On Sundays the Honeywood party usually rode and drove to the church of a small market-town, some seven or eight miles distant. If it was a wet day, they walked to the ruined church of Lasthope - the place Miss Patty was sketching when disturbed by Mr. Roarer. Lasthope was in lay hands; and its lay rector, who lived far away, had so little care for the edifice, or the proper conduct of divine service, that he allowed the one to continue in its ruins, and suffered the other to be got through anyhow or not at all - just as it happened. Clergymen were engaged to perform the service (there was but one each day) at the lowest price of the clerical market. Occasionally it was announced, in the vernacular of the district, that there would be no church, "because the priest had gone for the sea-bathing," or because the waters were out, and the priest could not get across. As a matter of course, in consequence of the uncertainty of finding any one to perform the service when they had got to church, and of the slovenly way in which the service was scrambled through when they had got a clergyman there, the congregation generally preferred attending the large Presbyterian meeting-house, which was about two miles from Lasthope. Here, at any rate, they met with the reverse of coldness in the conduct of the service.

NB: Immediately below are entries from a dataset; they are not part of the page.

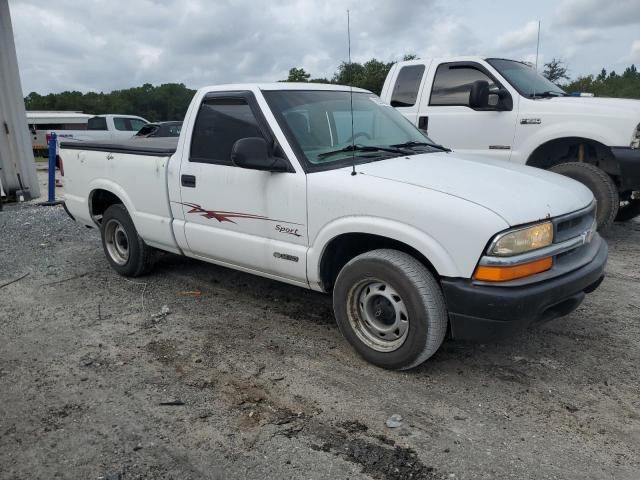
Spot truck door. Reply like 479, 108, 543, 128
420, 62, 519, 160
180, 92, 307, 283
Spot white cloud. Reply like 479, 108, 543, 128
555, 0, 640, 27
496, 21, 538, 51
624, 40, 640, 64
10, 0, 640, 94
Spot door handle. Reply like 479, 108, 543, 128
418, 116, 429, 133
180, 175, 196, 188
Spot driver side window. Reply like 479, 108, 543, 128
189, 98, 264, 165
429, 63, 497, 107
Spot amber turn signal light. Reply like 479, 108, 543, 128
473, 257, 553, 282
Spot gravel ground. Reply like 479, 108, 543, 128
0, 185, 640, 480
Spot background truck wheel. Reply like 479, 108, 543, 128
550, 162, 620, 230
616, 198, 640, 222
100, 204, 153, 277
333, 250, 448, 370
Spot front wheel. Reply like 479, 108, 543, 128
333, 249, 447, 370
100, 204, 153, 277
616, 198, 640, 222
551, 162, 620, 231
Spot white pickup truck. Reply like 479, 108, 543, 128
47, 114, 149, 142
381, 57, 640, 229
61, 83, 607, 369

Mr. Verdant Green and his male friends strayed there one Sunday for curiosity's sake, and found a minister of indefatigable eloquence and enviable power of lungs, who had arrived at such a pitch of heat, from the combined effects of the weather and his own exertions, that in the very middle of his discourse - and literally in the heat of it - he paused to divest himself of his gown, heavily braided with serge and velvet, and, hanging it over the side of the pulpit ("the pilput," his congregation called it), mopped his head with his handkerchief, and then pursued his theme like a giant refreshed. At this stage in the proceedings, little Mr. Bouncer became in a high state of pleasurable excitement, from the expectation that the minister would next divest himself of his coat, and would struggle through the rest of his argument in his shirt-sleeves; but Mr. Bouncer's improper wishes were not gratified.